The CPU times for this two-stage forging simulation are also compared: the PIA uses only 285 s, but the ABAQUS/Explicit uses 1,453 s (5.1 times). Therefore, in the optimization procedure using 200 API simulations, the gain of the CPU time becomes enormous.

Conclusions

In this chapter, several simplified and practical approaches for damage prediction in metal-forming process modeling and optimization were presented.

• The IA exploits the knowledge of the final part shape and executes the calculation from the final part mesh to the initial blank or billet. The assumptions of proportional loading and simplified tool actions make the IA calculation very fast. This method gives fairly good strain estimation for the deep drawing, hydroforming, and cold forging processes, but poor stress evaluation. A simplified total strain-based damage model is implemented into the IA without considering the coupling effect between the plasticity and damage. The IA can be used as a numerical tool for the preliminary design and optimization in forming processes.

• The PIA is a good compromise between the IA and incremental approaches. The contact treatment is avoided by using some simplified tool actions as in the IA. In order to consider the strain path, some intermediate configurations are determined geometrically and corrected by using a surface minimization method or a free surface method, allowing very large strain increments. A 3D strain-based damage model in a rate form is adopted and coupled with the plasticity. An efficient direct scalar algorithm for damage–plasticity integration enables to take into account the loading history so obtain good stress estimation.
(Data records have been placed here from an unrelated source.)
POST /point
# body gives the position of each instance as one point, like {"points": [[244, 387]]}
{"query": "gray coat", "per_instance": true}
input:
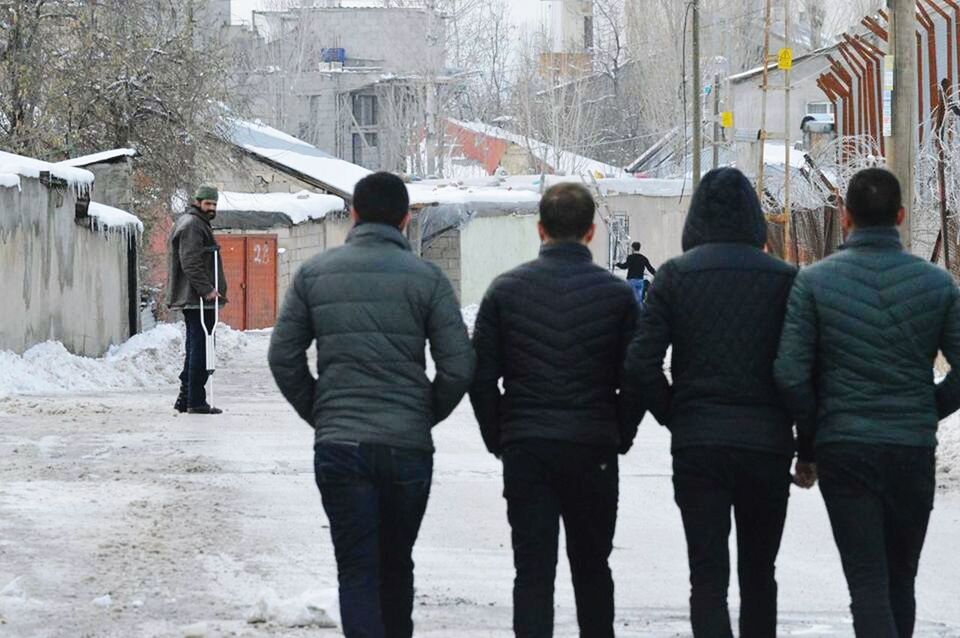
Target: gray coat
{"points": [[372, 306], [191, 262]]}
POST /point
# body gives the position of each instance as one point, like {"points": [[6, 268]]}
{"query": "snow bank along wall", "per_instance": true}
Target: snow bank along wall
{"points": [[62, 279], [473, 253]]}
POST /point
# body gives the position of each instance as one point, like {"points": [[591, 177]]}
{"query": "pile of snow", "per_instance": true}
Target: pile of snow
{"points": [[307, 610], [111, 217], [153, 359], [295, 154], [13, 166], [299, 207]]}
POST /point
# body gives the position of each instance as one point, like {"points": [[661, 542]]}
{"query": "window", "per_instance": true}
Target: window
{"points": [[819, 108], [365, 151], [365, 109]]}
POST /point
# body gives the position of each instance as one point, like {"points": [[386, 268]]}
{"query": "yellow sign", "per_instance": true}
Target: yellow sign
{"points": [[785, 59]]}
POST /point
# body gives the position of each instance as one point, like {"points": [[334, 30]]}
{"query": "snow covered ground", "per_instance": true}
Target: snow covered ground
{"points": [[120, 518]]}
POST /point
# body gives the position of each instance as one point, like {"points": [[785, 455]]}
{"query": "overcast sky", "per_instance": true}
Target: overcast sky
{"points": [[523, 10]]}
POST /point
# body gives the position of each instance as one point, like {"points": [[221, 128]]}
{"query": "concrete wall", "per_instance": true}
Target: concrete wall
{"points": [[61, 280], [113, 185], [656, 222], [445, 251], [490, 246]]}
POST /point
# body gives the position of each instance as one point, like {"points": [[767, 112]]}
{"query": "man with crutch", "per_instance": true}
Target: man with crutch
{"points": [[197, 287]]}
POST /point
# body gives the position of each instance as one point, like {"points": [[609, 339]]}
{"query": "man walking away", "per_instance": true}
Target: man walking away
{"points": [[636, 266], [555, 331], [862, 332], [371, 306], [721, 306], [191, 276]]}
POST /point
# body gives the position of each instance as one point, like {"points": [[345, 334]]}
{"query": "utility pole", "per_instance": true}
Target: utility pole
{"points": [[788, 238], [903, 13], [697, 95], [716, 121]]}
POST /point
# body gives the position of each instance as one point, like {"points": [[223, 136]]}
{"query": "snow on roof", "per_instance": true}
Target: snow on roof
{"points": [[98, 158], [562, 161], [113, 217], [299, 207], [287, 151], [18, 165], [445, 194]]}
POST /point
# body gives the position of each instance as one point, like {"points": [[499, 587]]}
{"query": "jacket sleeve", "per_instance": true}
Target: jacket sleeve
{"points": [[948, 390], [644, 362], [795, 366], [629, 408], [485, 391], [292, 336], [196, 259], [451, 350]]}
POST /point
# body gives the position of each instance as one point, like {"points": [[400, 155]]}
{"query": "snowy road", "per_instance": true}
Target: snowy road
{"points": [[183, 521]]}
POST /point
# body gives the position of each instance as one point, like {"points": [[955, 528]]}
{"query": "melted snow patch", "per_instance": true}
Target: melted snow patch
{"points": [[306, 610], [152, 359]]}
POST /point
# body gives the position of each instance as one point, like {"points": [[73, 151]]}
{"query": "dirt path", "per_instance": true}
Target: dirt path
{"points": [[184, 521]]}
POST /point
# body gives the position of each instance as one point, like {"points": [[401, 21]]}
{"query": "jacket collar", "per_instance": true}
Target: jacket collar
{"points": [[883, 237], [567, 250], [193, 210], [366, 233]]}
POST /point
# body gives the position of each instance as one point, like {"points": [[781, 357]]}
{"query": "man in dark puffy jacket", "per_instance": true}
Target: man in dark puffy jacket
{"points": [[191, 277], [863, 329], [637, 266], [372, 306], [721, 306], [555, 331]]}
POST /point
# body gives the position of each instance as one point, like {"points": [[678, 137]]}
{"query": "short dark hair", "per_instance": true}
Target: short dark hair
{"points": [[566, 212], [381, 198], [874, 198]]}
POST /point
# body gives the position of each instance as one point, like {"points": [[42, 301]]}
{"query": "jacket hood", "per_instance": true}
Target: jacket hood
{"points": [[725, 209]]}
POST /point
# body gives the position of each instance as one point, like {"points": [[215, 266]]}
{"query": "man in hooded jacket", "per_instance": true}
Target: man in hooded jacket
{"points": [[721, 307]]}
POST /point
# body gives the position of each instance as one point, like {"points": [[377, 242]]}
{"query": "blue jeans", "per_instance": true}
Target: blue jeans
{"points": [[193, 378], [639, 288], [375, 497]]}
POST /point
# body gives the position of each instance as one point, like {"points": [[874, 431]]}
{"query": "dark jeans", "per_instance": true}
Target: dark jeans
{"points": [[375, 497], [193, 379], [708, 482], [879, 498], [545, 481]]}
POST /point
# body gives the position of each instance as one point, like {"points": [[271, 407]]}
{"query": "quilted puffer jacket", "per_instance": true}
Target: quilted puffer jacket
{"points": [[862, 332], [720, 306], [555, 331], [372, 306]]}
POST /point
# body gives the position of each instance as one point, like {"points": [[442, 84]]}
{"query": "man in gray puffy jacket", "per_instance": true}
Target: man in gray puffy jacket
{"points": [[191, 278], [371, 306]]}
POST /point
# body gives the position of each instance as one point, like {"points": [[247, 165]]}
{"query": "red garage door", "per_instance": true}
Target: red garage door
{"points": [[250, 266]]}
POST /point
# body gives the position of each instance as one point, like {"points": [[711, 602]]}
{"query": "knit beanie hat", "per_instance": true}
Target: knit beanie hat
{"points": [[207, 193]]}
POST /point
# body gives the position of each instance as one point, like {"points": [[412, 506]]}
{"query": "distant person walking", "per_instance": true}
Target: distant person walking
{"points": [[720, 306], [637, 266], [554, 331], [372, 306], [862, 332], [191, 277]]}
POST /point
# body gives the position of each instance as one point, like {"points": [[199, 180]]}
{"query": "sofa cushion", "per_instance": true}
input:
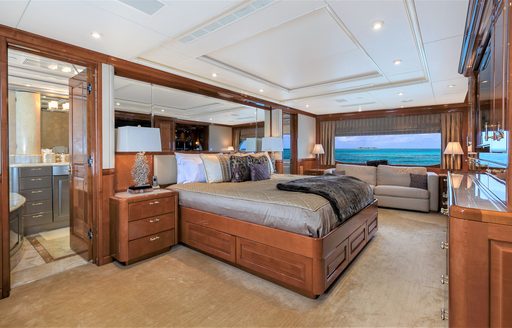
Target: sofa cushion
{"points": [[366, 173], [397, 175], [399, 191]]}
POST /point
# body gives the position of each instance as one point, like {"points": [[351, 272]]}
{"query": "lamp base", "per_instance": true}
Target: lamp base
{"points": [[140, 189]]}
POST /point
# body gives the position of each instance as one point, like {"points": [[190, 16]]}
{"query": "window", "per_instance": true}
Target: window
{"points": [[398, 149]]}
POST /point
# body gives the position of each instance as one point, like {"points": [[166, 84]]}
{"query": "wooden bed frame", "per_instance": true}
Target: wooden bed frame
{"points": [[304, 264]]}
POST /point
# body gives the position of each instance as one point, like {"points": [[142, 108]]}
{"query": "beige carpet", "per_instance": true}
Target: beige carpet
{"points": [[394, 282]]}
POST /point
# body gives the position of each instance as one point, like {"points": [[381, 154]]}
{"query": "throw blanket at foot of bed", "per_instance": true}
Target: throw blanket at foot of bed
{"points": [[347, 195]]}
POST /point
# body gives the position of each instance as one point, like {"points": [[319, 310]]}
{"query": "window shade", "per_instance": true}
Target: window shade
{"points": [[389, 125]]}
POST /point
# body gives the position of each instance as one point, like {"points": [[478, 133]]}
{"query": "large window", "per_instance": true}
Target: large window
{"points": [[398, 149]]}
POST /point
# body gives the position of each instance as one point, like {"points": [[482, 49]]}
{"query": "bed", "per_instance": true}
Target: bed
{"points": [[292, 239]]}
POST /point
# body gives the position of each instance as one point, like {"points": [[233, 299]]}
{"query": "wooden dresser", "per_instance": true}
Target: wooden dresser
{"points": [[480, 252], [143, 225]]}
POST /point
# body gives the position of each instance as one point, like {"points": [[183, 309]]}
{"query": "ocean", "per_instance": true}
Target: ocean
{"points": [[419, 157]]}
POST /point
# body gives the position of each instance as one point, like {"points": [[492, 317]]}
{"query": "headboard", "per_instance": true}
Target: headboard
{"points": [[165, 169]]}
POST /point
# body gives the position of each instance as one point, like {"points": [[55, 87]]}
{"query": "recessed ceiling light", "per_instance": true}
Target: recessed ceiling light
{"points": [[96, 35], [378, 25]]}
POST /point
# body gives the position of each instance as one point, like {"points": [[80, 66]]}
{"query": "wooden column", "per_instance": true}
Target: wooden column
{"points": [[5, 270]]}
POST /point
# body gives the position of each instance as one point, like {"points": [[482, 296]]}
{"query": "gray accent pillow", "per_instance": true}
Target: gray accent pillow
{"points": [[259, 171], [418, 181]]}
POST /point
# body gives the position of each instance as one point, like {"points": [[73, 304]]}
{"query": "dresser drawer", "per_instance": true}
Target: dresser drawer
{"points": [[150, 208], [35, 171], [150, 244], [36, 219], [150, 226], [37, 194], [37, 206], [35, 183]]}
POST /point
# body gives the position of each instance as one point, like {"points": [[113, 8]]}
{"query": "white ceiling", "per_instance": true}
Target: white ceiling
{"points": [[318, 56]]}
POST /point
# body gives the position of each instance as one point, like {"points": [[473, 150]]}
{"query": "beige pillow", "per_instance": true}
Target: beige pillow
{"points": [[216, 167]]}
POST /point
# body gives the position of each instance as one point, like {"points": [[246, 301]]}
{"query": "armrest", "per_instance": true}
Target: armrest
{"points": [[433, 188]]}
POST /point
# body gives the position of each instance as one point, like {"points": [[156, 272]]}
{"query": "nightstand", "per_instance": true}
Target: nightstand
{"points": [[143, 225]]}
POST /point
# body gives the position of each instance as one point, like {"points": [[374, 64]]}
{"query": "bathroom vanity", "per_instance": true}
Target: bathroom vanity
{"points": [[46, 189]]}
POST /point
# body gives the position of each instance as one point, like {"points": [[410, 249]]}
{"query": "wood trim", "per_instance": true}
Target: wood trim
{"points": [[5, 270], [435, 109]]}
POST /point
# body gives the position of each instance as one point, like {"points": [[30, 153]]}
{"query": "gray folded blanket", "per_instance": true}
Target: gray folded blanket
{"points": [[347, 195]]}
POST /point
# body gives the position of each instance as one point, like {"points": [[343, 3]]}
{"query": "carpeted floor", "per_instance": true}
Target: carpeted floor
{"points": [[394, 282]]}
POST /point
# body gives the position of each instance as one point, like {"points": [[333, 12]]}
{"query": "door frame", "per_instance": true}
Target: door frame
{"points": [[62, 53]]}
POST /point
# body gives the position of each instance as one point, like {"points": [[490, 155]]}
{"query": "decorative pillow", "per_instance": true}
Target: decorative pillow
{"points": [[190, 168], [216, 167], [419, 181], [240, 170], [262, 158], [259, 171]]}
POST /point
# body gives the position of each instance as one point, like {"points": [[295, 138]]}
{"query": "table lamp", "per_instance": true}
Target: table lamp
{"points": [[453, 148], [318, 150], [140, 140]]}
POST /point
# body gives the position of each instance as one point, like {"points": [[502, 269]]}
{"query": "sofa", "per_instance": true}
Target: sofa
{"points": [[391, 185]]}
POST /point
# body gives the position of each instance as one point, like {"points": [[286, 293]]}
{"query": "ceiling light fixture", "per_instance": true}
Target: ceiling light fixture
{"points": [[96, 35], [377, 25]]}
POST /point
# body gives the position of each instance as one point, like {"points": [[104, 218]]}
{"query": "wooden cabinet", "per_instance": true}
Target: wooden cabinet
{"points": [[167, 131], [143, 224]]}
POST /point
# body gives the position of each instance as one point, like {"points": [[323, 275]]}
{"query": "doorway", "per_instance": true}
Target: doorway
{"points": [[50, 219]]}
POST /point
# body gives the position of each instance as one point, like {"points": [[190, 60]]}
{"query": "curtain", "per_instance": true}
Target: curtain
{"points": [[404, 124], [327, 136], [451, 131]]}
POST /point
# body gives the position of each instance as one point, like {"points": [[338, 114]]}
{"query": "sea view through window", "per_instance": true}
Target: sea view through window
{"points": [[403, 149]]}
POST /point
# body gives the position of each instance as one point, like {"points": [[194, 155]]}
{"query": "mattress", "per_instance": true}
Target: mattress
{"points": [[260, 202]]}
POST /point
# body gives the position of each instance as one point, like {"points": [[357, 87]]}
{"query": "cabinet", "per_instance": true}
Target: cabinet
{"points": [[143, 225]]}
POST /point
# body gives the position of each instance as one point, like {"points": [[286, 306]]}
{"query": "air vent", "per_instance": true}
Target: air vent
{"points": [[231, 17], [149, 7], [360, 104]]}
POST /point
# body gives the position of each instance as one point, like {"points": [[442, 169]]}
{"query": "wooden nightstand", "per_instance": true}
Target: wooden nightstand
{"points": [[143, 225]]}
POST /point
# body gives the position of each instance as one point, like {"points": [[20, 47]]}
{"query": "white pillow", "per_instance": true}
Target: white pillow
{"points": [[190, 168]]}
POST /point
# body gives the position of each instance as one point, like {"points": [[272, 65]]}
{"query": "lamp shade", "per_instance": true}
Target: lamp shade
{"points": [[272, 144], [138, 139], [453, 148], [318, 149]]}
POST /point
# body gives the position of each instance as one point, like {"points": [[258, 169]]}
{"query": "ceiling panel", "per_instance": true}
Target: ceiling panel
{"points": [[74, 21]]}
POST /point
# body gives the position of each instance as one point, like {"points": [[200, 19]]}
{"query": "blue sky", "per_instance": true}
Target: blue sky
{"points": [[403, 141]]}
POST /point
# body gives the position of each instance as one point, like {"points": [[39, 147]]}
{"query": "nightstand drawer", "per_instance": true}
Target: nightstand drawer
{"points": [[150, 244], [149, 208], [150, 226]]}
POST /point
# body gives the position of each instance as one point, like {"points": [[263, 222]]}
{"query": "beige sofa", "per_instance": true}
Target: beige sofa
{"points": [[390, 185]]}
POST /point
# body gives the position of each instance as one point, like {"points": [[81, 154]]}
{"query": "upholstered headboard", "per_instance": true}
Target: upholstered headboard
{"points": [[165, 169]]}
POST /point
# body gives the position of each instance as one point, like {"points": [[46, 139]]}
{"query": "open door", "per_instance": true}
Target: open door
{"points": [[80, 114]]}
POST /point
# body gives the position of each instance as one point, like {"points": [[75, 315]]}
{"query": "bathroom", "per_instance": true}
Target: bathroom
{"points": [[39, 137]]}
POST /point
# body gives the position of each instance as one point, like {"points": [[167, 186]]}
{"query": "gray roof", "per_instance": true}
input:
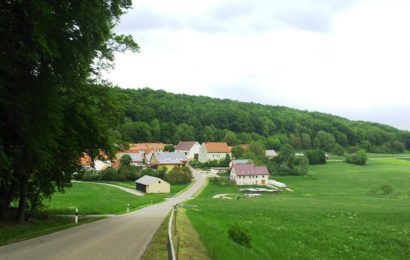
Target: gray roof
{"points": [[148, 180], [185, 146], [250, 169], [241, 161], [135, 157], [171, 157]]}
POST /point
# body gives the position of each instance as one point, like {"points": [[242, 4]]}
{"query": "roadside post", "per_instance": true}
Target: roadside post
{"points": [[76, 216]]}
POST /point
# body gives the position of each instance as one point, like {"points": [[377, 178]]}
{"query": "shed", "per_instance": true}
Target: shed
{"points": [[150, 184]]}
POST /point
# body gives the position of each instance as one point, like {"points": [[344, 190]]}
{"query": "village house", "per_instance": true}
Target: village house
{"points": [[270, 153], [168, 160], [150, 184], [190, 149], [249, 174], [146, 148], [213, 151]]}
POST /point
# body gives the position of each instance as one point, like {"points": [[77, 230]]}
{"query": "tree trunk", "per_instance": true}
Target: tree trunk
{"points": [[21, 211]]}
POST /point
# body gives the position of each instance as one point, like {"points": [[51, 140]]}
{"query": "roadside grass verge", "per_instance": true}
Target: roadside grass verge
{"points": [[10, 232], [158, 248], [331, 215], [96, 199]]}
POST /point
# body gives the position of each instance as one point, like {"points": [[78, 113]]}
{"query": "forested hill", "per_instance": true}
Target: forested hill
{"points": [[161, 116]]}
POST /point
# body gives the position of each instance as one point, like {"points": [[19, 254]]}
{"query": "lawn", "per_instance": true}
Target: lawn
{"points": [[11, 232], [175, 188], [97, 199], [330, 214]]}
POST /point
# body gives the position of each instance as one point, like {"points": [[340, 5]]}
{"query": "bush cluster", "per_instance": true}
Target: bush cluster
{"points": [[316, 156], [178, 175], [240, 235]]}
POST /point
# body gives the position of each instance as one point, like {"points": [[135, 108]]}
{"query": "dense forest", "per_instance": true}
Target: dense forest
{"points": [[161, 116]]}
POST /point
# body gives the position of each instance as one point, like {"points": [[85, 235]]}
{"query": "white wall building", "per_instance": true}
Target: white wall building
{"points": [[249, 174], [213, 151], [190, 149]]}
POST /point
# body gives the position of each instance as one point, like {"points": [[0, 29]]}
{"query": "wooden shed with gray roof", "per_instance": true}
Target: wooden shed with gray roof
{"points": [[150, 184]]}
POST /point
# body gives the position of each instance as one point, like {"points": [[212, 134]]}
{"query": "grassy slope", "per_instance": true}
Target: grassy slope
{"points": [[97, 199], [330, 215], [12, 232]]}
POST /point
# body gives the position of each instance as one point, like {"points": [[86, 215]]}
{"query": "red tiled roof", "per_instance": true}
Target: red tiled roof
{"points": [[213, 147], [250, 169], [185, 146]]}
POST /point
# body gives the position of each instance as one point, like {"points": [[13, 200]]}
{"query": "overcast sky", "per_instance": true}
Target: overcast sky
{"points": [[349, 58]]}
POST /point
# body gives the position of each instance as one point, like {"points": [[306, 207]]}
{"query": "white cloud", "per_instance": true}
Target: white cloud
{"points": [[351, 59]]}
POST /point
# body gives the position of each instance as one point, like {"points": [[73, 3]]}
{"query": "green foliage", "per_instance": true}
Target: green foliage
{"points": [[238, 152], [358, 158], [316, 156], [230, 138], [179, 175], [240, 234], [338, 150], [328, 209]]}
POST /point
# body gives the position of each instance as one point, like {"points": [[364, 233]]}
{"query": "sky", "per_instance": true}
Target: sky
{"points": [[345, 57]]}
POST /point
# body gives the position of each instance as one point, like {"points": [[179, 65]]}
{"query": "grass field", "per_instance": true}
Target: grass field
{"points": [[97, 199], [331, 215], [12, 232]]}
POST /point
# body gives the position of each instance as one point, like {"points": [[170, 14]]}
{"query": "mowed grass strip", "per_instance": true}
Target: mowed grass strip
{"points": [[97, 199], [11, 232], [330, 215]]}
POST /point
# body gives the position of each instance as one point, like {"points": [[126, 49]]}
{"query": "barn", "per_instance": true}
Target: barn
{"points": [[150, 184]]}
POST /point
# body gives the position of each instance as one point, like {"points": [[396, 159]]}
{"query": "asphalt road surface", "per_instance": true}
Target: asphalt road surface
{"points": [[120, 237]]}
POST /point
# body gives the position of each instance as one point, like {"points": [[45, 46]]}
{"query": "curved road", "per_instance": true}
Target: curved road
{"points": [[121, 237]]}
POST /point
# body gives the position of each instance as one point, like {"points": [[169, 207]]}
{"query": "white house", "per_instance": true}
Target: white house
{"points": [[150, 184], [190, 149], [240, 161], [213, 151], [271, 153], [249, 174]]}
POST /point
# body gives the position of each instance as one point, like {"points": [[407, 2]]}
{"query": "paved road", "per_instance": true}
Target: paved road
{"points": [[121, 237]]}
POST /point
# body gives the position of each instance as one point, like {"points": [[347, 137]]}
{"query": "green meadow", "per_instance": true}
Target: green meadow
{"points": [[338, 211]]}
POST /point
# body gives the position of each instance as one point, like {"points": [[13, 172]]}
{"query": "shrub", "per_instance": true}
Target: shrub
{"points": [[108, 174], [386, 189], [240, 235], [358, 158], [316, 156], [91, 176]]}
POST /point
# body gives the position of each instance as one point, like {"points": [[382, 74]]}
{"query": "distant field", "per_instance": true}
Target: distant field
{"points": [[175, 188], [332, 214], [97, 199]]}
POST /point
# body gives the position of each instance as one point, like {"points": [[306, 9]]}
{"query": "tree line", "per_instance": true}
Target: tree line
{"points": [[161, 116]]}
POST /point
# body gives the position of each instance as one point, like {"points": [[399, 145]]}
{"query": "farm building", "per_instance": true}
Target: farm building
{"points": [[249, 174], [150, 184], [190, 149], [213, 151], [271, 153], [240, 161]]}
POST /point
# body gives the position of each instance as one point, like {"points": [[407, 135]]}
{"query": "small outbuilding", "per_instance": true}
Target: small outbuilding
{"points": [[150, 184]]}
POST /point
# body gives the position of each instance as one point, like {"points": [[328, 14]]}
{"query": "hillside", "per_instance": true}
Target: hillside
{"points": [[152, 115]]}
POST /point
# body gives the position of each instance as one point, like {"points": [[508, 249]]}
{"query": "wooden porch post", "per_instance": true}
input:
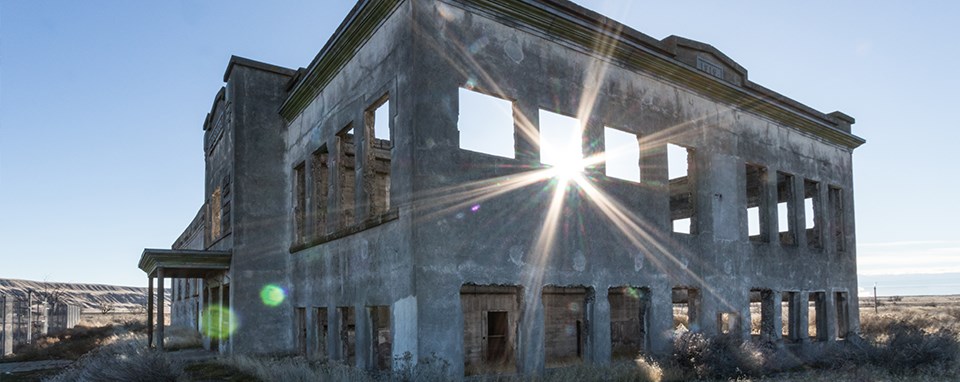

The PIA combines the advantages of the IA and incremental approaches: it gives better stress estimation then that of the IA and it is much faster than the incremental approach. The PIA is an efficient numerical tool for the damage prediction and forming processes optimization.

• The 3D strain damage model is based on the assumptions of the hardening saturation after the damage threshold and the proportional loading condition. It is implemented into the IA in a total form without considering its coupling with the plasticity. In the PIA, the model coupling the damage and plasticity is formulated and implemented in a rate form. The efficient direct scalar algorithm of plasticity (DSAP) for the integration of coupled damage–plasticity is developed to take into account the loading history. Using the notion of the equivalent stress, the constitutive equations in stress vectors are transformed into a scalar equation in which the equivalent stresses can be obtained by the tensile curve. Thus, the plastic multiplier can be obtained directly without iterations. This DSAP enables to largely reduce the CPU time and to avoid divergence problems even though for very large strain increments.

• Some optimization algorithms are combined with the IA using an integrated material law or with the PIA using the DSAP. These simplified methods make the optimization very efficient and robust, allowing to use the time-consuming optimization algorithms (such as genetic algorithm, simulated annealing method, etc.) in order to find globally optimal Pareto points for multi-objective functions.

Further research investigations will be devoted to continuously improve the original approaches IA and PIA. In the future, the authors will implement an adaptive meshing algorithm in the PIA in order to deal with complex parts undergoing very large plastic strains. In a forthcoming research, the authors will also include viscoplastic and thermomechanical material models in the PIA for the hot forging simulation. The fast PIA will be used to optimize tool preform shapes and other parameters of the forging process.